Parmi les différentes façons de décrire ce résultat, il n'y en a que deux qui sont particulièrement simples.
a. Nous pouvons choisir un système de coordonnées I OX, OY (OZ coïncide avec l'axe de la terre) de sorte que dans ce système la vitesse de propagation des ondes soit la même pour les deux sens de rotation. On constate alors que la terre tourne avec le système de coordonnées.
b. Nous introduisons un système de coordonnées II fixe par rapport à la terre. Dans ce système, les vitesses de propagation c1 et c2 sont inégales pour les deux sens de rotation.
Il va sans dire que la différence nécessaire des vitesses de propagation résulte de vos formules générales quand on passe de I à II, et dans la mesure où une équation de la forme C1 - c2 = a est valable aussi bien dans le système I que dans II et est également vrai dans de nombreux autres systèmes (chaque fois avec un a différent), on peut dire qu'elle exprime le résultat de l'expérience sous forme covariante. Mais cela ne doit pas nous empêcher de considérer l'équation c1 - c2 = 0 comme différente de c1 - c2 <> 0. Dans ce sens, nous conclurons que les phénomènes dans le câble ne se déroulent pas de la même manière en ce qui concerne les repères I et II.
Si l'on essaie de le rendre compréhensible d'une manière ou d'une autre ou de le visualiser, on ne peut guère se borner à ne parler que de la terre, du câble et de l'"espace" ou du "vide" contenu dans ce dernier ; on sera enclin à imaginer qu'il n'y a rien dans l'espace ou le vide en soi qui se comporte différemment par rapport aux systèmes I et II.
L'idée est certainement évidente[5] et aurait semblé très naturelle à tous les physiciens du passé, qu'il existe dans le câble un milieu quelconque (éther) dans lequel les ondes se propagent de telle sorte que la vitesse de propagation par rapport au milieu est toujours la même, mais que ce milieu est peut être au repos par rapport à un système d'axes et en mouvement par rapport à l'autre. Si nous adoptons ce point de vue, nous pouvons dire que l'expérience nous a montré le mouvement relatif de la terre par rapport à l'éther.

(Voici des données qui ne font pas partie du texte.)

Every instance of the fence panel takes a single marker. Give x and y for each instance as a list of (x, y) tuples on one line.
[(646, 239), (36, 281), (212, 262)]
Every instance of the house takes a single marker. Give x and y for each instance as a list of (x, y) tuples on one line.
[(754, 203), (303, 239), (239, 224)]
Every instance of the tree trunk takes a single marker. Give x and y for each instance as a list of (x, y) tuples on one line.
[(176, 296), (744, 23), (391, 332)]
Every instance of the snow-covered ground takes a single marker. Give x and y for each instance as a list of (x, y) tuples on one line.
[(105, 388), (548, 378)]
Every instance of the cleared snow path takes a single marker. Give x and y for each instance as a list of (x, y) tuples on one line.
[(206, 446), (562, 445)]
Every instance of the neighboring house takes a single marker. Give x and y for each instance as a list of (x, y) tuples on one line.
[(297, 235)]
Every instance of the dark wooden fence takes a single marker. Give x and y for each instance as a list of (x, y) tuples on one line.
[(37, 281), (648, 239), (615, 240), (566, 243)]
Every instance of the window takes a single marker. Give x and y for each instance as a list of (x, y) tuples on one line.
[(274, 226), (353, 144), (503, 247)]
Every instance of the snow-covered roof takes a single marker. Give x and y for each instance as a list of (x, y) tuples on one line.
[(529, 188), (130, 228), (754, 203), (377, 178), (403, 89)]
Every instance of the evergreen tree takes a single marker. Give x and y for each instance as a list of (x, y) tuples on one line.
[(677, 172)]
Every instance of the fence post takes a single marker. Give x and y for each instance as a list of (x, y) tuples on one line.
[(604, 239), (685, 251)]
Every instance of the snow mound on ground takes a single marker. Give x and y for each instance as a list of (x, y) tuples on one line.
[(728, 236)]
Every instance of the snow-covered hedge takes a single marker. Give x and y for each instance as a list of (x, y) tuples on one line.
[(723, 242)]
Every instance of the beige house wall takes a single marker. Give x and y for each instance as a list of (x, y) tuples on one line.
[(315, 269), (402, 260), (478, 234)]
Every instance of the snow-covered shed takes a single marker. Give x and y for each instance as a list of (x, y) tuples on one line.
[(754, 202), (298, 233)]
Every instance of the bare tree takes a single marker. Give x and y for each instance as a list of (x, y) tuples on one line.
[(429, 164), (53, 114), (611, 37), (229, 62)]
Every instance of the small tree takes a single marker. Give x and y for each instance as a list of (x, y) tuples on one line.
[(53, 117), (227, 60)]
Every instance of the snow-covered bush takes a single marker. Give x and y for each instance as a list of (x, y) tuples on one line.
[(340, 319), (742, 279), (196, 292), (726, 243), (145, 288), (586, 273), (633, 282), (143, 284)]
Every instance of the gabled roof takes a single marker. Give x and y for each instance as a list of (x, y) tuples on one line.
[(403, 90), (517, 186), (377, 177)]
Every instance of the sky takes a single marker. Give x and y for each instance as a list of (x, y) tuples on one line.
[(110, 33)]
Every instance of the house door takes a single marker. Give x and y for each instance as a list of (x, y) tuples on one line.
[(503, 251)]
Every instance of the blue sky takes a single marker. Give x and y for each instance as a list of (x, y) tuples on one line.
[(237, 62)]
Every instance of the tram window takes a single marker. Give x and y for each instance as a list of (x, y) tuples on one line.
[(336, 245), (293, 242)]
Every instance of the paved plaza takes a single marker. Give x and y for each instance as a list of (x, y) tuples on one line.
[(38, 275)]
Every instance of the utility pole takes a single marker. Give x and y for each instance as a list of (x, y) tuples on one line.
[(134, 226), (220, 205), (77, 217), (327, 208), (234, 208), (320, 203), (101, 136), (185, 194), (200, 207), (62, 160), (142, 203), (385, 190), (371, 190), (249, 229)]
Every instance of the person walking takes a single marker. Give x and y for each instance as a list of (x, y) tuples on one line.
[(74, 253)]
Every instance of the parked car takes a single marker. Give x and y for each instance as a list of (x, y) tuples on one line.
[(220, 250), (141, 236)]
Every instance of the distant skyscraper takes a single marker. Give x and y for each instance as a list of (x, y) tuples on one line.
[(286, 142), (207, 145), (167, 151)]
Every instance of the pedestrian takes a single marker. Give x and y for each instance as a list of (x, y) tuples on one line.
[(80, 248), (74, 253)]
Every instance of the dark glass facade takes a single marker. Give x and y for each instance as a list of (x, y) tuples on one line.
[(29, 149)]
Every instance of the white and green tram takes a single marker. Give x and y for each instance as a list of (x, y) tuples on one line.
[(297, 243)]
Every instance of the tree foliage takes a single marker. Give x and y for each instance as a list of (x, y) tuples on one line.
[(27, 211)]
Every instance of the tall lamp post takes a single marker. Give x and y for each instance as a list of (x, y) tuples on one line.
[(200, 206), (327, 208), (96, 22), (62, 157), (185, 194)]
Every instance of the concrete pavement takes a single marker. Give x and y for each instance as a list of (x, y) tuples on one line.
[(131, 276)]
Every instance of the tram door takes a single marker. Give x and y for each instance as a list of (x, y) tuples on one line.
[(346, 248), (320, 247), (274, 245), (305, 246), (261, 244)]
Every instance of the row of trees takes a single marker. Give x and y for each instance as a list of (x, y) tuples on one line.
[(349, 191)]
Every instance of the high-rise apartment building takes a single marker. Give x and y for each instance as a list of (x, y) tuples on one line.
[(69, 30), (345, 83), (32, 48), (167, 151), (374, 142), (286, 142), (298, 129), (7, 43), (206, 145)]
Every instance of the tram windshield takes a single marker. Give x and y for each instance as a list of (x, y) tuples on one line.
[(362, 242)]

Si nous avons ainsi reconnu la possibilité de constater une rotation relative, nous ne devons pas nier a priori la possibilité d'obtenir aussi des indications sur une translation relative, i.e nous ne devons pas présenter le principe de la théorie de la relativité comme un postulat. Au contraire, nous devons (et ce fut aussi le cours réel du développement) chercher la réponse à la question dans les observations. Après que celles-ci nous aient appris que l’influence de la translation ne peut pas être trouvée, nous pouvons, en généralisant (et dans une assez large mesure) énoncer ce théorème comme une hypothèse de base, tout en admettant la possibilité (aussi improbable que nous puissions le penser) que les observations futures nous forceront à abandonner l'hypothèse.
Nous pouvons encore habiller ces considérations d'autres manières. Nous pouvons en effet créer des ondes stationnaires dans le câble fermé et observer la position des nœuds à chaque instant. Il s'avérera alors que ceux-ci tournent en rond par rapport à la terre. Cependant, on pourrait se limiter à constater le mouvement relatif des nœuds par rapport à la terre (ou inversement). Mais si l'on considère que la même rotation se produit avec des ondes stationnaires de longueurs différentes et d'intensités différentes, alors il est évident (disons comme un résumé imagé de ce qui est commun à tous ces phénomènes) de penser à un éther dans lequel les ondes stationnaires ont leur siège.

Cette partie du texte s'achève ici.